Writing a custom adapter
The minimum-viable shape:
use async_trait::async_trait;
use net::adapter::Adapter;
use net::event::Batch;
use net::error::AdapterError;
pub struct MyAdapter {
// ... your backend state ...
}
#[async_trait]
impl Adapter for MyAdapter {
async fn on_batch(&self, batch: Batch) -> Result<(), AdapterError> {
for event in &batch.events {
self.write(event).await
.map_err(|e| AdapterError::Transient(e.to_string()))?;
}
Ok(())
}
async fn poll_shard(&self, shard_id: u16, cursor: Option<&str>, limit: usize)

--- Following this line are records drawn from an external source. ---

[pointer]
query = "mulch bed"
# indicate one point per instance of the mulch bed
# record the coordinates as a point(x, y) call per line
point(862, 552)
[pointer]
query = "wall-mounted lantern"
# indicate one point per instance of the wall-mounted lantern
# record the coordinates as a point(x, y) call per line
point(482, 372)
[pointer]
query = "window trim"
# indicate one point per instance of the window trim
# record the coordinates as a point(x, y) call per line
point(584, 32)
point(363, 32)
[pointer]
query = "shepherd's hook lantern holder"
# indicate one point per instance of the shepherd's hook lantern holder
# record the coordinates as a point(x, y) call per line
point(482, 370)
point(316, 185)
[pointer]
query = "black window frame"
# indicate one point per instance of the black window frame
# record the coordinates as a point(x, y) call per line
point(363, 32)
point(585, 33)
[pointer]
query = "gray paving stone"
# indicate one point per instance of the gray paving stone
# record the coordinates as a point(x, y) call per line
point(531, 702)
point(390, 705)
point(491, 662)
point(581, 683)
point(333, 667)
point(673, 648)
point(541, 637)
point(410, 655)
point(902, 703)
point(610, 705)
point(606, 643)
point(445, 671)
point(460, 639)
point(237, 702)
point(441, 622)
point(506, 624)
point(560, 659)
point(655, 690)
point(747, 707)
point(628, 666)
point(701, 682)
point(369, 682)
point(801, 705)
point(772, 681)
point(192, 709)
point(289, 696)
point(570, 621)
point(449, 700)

-> Result<ShardPollResult, AdapterError>
{
let events = self.read_from(shard_id, cursor, limit).await
.map_err(|e| AdapterError::Transient(e.to_string()))?;
Ok(ShardPollResult {
events,
cursor: self.next_cursor(shard_id).await,
has_more: !events.is_empty(),
})
}
async fn flush(&self) -> Result<(), AdapterError> {
self.fsync().await
.map_err(|e| AdapterError::Transient(e.to_string()))
}
async fn shutdown(&self) -> Result<(), AdapterError> {
self.close().await
.map_err(|e| AdapterError::Fatal(e.to_string()))
}
}The four methods compose: ingest a batch (on_batch), consume a shard (poll_shard), wait for durability (flush), tear down (shutdown). The contract makes the rest of the integration mostly mechanical.

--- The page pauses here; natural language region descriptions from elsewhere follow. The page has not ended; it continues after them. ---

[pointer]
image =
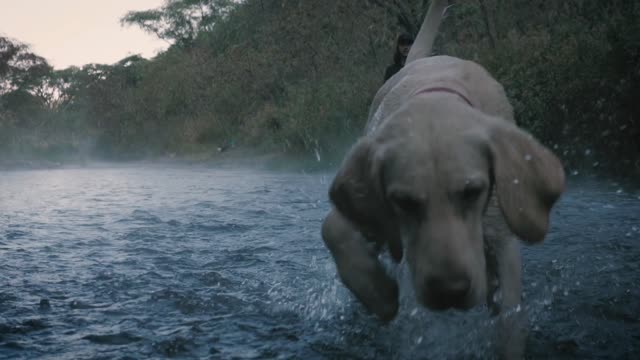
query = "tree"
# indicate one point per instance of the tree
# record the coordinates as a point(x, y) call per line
point(179, 21)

Idempotency and deduplication
The bus stamps each batch with a producer nonce — a per-bus identifier the adapter can use to detect duplicates on retry. The shipped adapters dedupe using these nonces plus the per-batch sequence ID. Custom adapters that target a backend without native dedup should do the same:
// On batch arrival:
if self.has_seen(batch.producer_nonce, batch.first_seq) {
return Ok(()); // Already written; idempotent retry
}
self.write_all(&batch.events).await?;
self.record_seen(batch.producer_nonce, batch.first_seq);For backends with native dedup (Redis Streams' MSGID, JetStream's Nats-Msg-Id), the adapter just passes the nonce through. For backends without, a small persistent map suffices.
Polling shape
ShardPollResult is the consumer-side type:
pub struct ShardPollResult {
pub events: Vec<StoredEvent>,
pub cursor: String,
pub has_more: bool,
}events is the page of events at this shard. cursor is the next cursor to pass on a follow-up call (opaque to the bus; the adapter chooses the format). has_more is a hint — if false, the bus's poll merger may decide to wait for the next batch rather than polling again immediately.
The bus tolerates a stale cursor by skipping ahead to the earliest available event and noting the gap in the response's metadata. Adapters with retention (RedEX with retention_max_*, Redis Streams with MAXLEN) should signal a stale cursor with an empty events list and an updated cursor — not an error.